Windows Sockets: Stream Sockets
This article describes stream sockets, one of the two Windows Socket types available. (The other type is the datagram socket.)
Stream sockets provide for a data flow without record boundaries: a stream of bytes that can be bidirectional (the application is full duplex: it can both transmit and receive through the socket). Streams can be relied upon to deliver sequenced, unduplicated data. ("Sequenced" means that packets are delivered in the order sent. "Unduplicated" means that you get a particular packet only once.) Receipt of stream messages is guaranteed, and streams are well suited to handling large amounts of data.
The network transport layer may break up or group data into packets of reasonable size. The CSocket class will handle the packing and unpacking for you.
Streams are based on explicit connections: socket A requests a connection to socket B; socket B accepts or rejects the connection request.
A telephone call provides a good analogy for a stream. Under normal circumstances, the receiving party hears what you say in the order that you say it, without duplication or loss.

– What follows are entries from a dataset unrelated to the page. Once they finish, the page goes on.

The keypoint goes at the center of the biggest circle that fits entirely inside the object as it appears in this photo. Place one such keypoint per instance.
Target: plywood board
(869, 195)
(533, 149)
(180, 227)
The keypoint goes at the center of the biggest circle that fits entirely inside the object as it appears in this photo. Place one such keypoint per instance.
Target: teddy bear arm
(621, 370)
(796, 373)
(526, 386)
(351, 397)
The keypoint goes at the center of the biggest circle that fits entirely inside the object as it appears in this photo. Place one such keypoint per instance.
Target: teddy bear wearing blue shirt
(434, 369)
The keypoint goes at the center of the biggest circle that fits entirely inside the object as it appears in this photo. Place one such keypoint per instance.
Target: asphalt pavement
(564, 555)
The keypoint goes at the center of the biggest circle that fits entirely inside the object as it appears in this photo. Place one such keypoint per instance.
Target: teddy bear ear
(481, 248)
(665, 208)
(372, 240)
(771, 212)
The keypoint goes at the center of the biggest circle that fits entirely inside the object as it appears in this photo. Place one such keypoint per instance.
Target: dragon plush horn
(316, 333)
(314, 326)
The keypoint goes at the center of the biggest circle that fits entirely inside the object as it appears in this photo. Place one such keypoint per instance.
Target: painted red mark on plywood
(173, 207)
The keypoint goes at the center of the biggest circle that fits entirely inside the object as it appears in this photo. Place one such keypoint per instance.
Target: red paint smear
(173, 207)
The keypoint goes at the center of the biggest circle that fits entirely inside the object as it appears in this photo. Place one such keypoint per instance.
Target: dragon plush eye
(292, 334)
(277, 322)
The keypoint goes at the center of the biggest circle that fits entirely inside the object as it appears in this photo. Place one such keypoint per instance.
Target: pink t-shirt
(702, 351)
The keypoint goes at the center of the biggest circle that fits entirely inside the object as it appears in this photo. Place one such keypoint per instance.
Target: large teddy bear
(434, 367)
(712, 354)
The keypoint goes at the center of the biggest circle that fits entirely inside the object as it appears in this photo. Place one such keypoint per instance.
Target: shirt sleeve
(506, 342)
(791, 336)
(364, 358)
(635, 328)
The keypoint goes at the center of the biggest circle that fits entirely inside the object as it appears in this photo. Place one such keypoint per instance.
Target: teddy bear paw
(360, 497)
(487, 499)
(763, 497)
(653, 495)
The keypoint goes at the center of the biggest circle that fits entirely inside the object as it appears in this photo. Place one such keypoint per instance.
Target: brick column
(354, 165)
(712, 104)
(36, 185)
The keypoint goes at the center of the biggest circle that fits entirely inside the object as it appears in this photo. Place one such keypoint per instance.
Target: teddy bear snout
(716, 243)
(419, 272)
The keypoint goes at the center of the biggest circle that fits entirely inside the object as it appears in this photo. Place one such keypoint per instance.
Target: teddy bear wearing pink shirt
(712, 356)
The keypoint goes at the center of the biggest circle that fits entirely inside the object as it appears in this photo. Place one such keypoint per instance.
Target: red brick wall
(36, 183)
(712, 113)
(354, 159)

Stream sockets are appropriate, for example, for implementations such as the File Transfer Protocol (FTP), which facilitates transferring ASCII or binary files of arbitrary size.
Stream sockets are preferable to datagram sockets when the data must be guaranteed to arrive and when data size is large. For more information about stream sockets, see the Windows Sockets specification. The specification is available in the Platform SDK.

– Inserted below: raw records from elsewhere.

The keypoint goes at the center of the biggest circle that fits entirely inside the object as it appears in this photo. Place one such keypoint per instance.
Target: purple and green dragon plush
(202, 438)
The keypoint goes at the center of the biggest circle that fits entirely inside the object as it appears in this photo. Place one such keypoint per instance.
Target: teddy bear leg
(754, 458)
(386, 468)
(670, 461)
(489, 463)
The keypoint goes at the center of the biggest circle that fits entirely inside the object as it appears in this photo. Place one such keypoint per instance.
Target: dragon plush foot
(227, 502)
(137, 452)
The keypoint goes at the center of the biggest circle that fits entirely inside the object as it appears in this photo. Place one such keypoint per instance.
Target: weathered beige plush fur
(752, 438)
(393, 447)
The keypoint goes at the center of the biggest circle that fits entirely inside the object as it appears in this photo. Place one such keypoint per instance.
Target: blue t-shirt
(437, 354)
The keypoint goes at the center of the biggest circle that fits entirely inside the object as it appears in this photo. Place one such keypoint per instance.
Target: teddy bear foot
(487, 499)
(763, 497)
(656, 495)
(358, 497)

The MFC samples CHATTER and CHATSRVR use stream sockets. These samples might have been designed to use a datagram socket for broadcasting to all receiving sockets on the network. The present design is superior because
- The broadcast model is subject to network flood (or "storm") problems.
- The client-server model adopted subsequently is more efficient.
- The stream model supplies reliable data transfer, where the datagram model does not.
- The final model takes advantage of the ability to communicate between Unicode and ANSI socket applications that class CArchive lends to class CSocket.
Note If you use class CSocket, you must use a stream. An MFC assertion fails if you specify the socket type as SOCK_DGRAM.